Alerte au bourbier péruvien. Cet état sud-américain est aujourd'hui, après la Belgique, le deuxième pays le plus meurtri par la Covid-19 au regard de sa population. Cependant, contrairement au Plat pays, l'ancien cœur de l'empire Inca ne semble pas capable de sortir de ce marasme sanitaire. Alors qu'en avril dernier, une représentante des soignants d'un hôpital à Lima avait dénoncé la mort de plus de 70 personnes atteintes de Covid-19 faute de lits, les différents hôpitaux manquent toujours de lits et de matériels nécessaires. Le journal péruvien, La República, relate la situation désastreuse d'un hôpital au sud du pays : “Les autorités sanitaires de la région admettent qu'il n'y a plus d'oxygène, ni d'espace pour hospitaliser les cas urgents, ils ont besoin de ventilateur ainsi que d'unités de réanimation.” Le journal explique que tous les responsables de l'hôpital sont tombés malades et que les autorités sanitaires n'ont pas été en mesure de trouver des remplaçants pour gérer la crise en cours.
Faute de lits, de matériels et de moyens humains, les morts s'accumulent. “Pourquoi nos résultats sont-ils si mauvais ? demande embarrassée Pilar Mazzetti, la ministre de la Santé péruvienne. Vous pensez peut-être que le chaos n'affecte que la population, mais il nous affecte aussi, nous le système. Au ministère, nous avons eu une baisse de près de 50% du personnel” rapporte le journal. Face à cet aveu de défaillance, la ministre poursuit ses explications : “Nous sommes les pires au monde, pourquoi ? Excusez-moi mais souvenez-vous que nous avons été les meilleurs pour initier les efforts, mais ils n'ont pas eu les effets désirés. Ils n'ont pas eu d'influence. Et cela [le confinement débuté le 16 mars dernier, NDLR] a énormément coûté à notre économie. Cela a été un sacrifice énorme mais si nous ne l'avions pas fait la situation aurait été pire que si nous n'avions rien fait [...] cela aurait été la fin du pays.”
Renforcement des contrôles
C'est bien la tragédie qui se déroule dans le pays. Malgré une rapide réaction dès la mi-mars avec le confinement et le couvre-feu, suivi du port obligatoire du masque en extérieur et l'interdiction de se réunir les dimanches, le pays déplore 26 281 morts dus à la Covid-19. Un chiffre impressionnant pour un pays qui ne compte “que” 32 millions d'habitants. Si les mesures semblent avoir porté leurs fruits les premières semaines, depuis la mi-avril le virus a de nouveau circulé dans le pays. Le Pérou semble aujourd'hui coincé sur un plateau de 200 trépas quotidien et une augmentation inaltérable du nombre de contaminations. Si le taux de létalité à Lima, la capitale, est de 4,41%, certains états affichent un taux supérieur à 8%.
Face à ce désastre, le gouvernement tente de freiner la progression du virus par une plus grande contrainte. “Ceux qui transgressent les règles imposées par l'exécutif pourront être arrêtés durant 48 h et devront payer une amende, prévient Jorge Montoya Pérez, le ministre de l'Intérieur péruvien.
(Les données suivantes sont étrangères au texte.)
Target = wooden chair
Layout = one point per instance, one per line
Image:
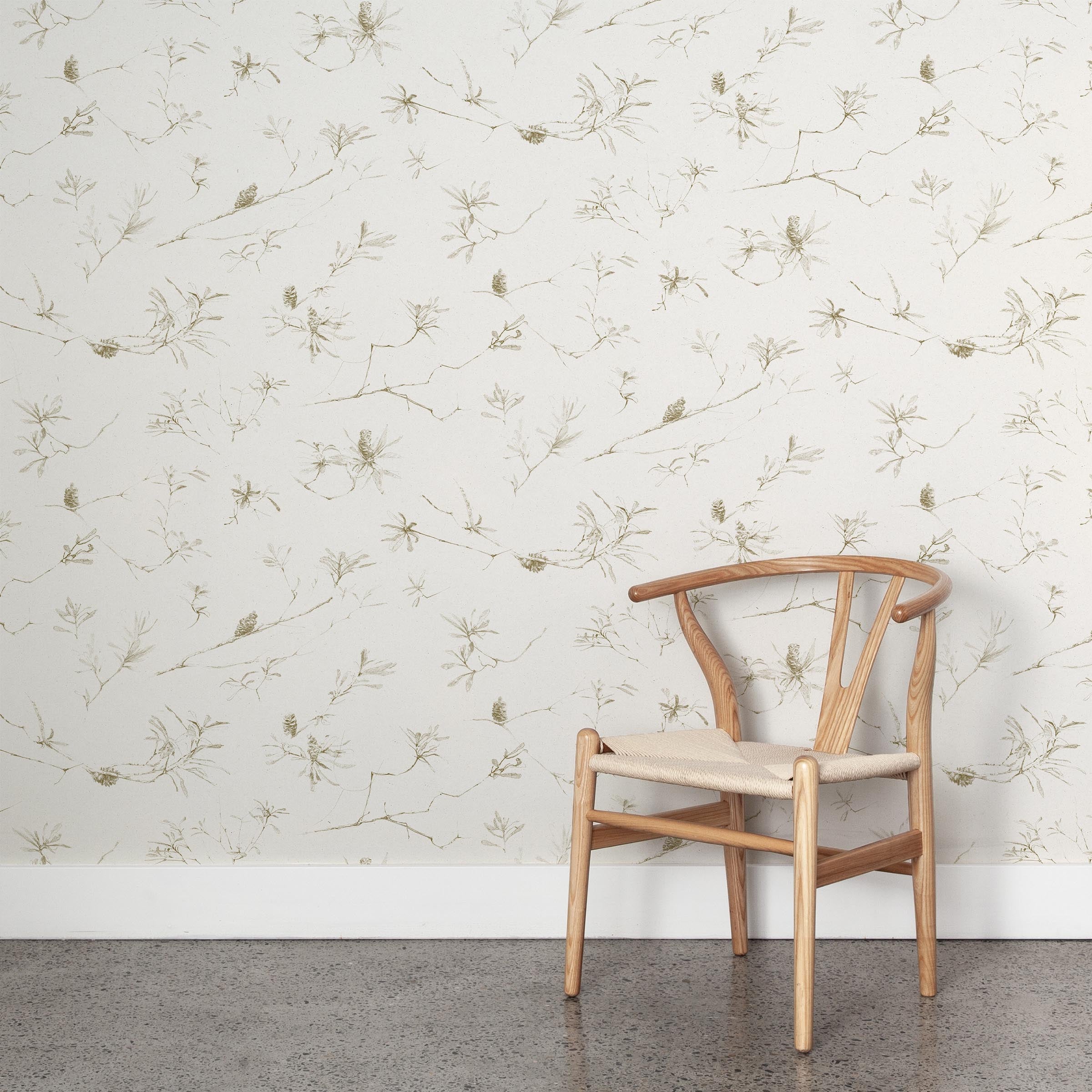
(718, 759)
Les passes de football entre amis, c'est terminé !” La República rapporte que la police a désormais le droit de rentrer dans les habitations s'ils soupçonnent un rassemblement. Ainsi le week-end dernier, le journal écrit que les policiers ont stoppé une quarantaine de fêtes clandestines et arrêté plus de 1 200 personnes. Soirées avec orchestre, mariages ou réunions entre amis, le gouvernement espère bien appliquer son interdiction des réunions publiques.
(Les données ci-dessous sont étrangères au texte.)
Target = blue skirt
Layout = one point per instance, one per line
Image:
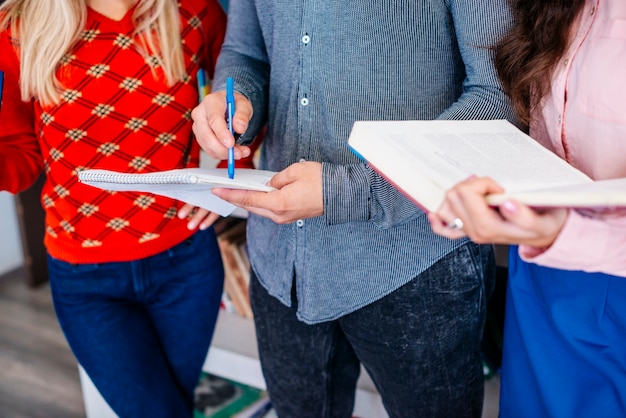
(564, 350)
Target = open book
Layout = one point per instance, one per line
(189, 185)
(426, 158)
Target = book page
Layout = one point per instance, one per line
(189, 185)
(426, 158)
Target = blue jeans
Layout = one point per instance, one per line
(141, 329)
(420, 344)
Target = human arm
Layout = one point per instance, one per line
(479, 25)
(560, 238)
(242, 57)
(20, 158)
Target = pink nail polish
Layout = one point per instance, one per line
(509, 207)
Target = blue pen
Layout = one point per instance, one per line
(230, 109)
(1, 86)
(203, 85)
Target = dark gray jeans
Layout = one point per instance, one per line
(420, 344)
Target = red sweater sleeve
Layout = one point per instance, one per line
(215, 29)
(20, 159)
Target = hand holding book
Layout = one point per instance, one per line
(189, 185)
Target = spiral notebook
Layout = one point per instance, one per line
(189, 185)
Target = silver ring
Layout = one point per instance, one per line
(457, 223)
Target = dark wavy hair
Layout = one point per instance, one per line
(526, 57)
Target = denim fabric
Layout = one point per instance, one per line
(142, 329)
(310, 69)
(420, 344)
Des efforts qui ne semblent toutefois pas suffisants. Dans une économie minée à 70% par le travail informel, de nombreuses personnes ne peuvent pas rester confinées sous peine de mourir de faim. Même si le gouvernement péruvien a mis en place des subventions pour les familles pauvres, beaucoup de personnes ne sont pas recensées et ne peuvent pas bénéficier de ces aides. Inégalité, marché noir et fragilité du système de santé péruvien semblent mener le pas de cette danse macabre.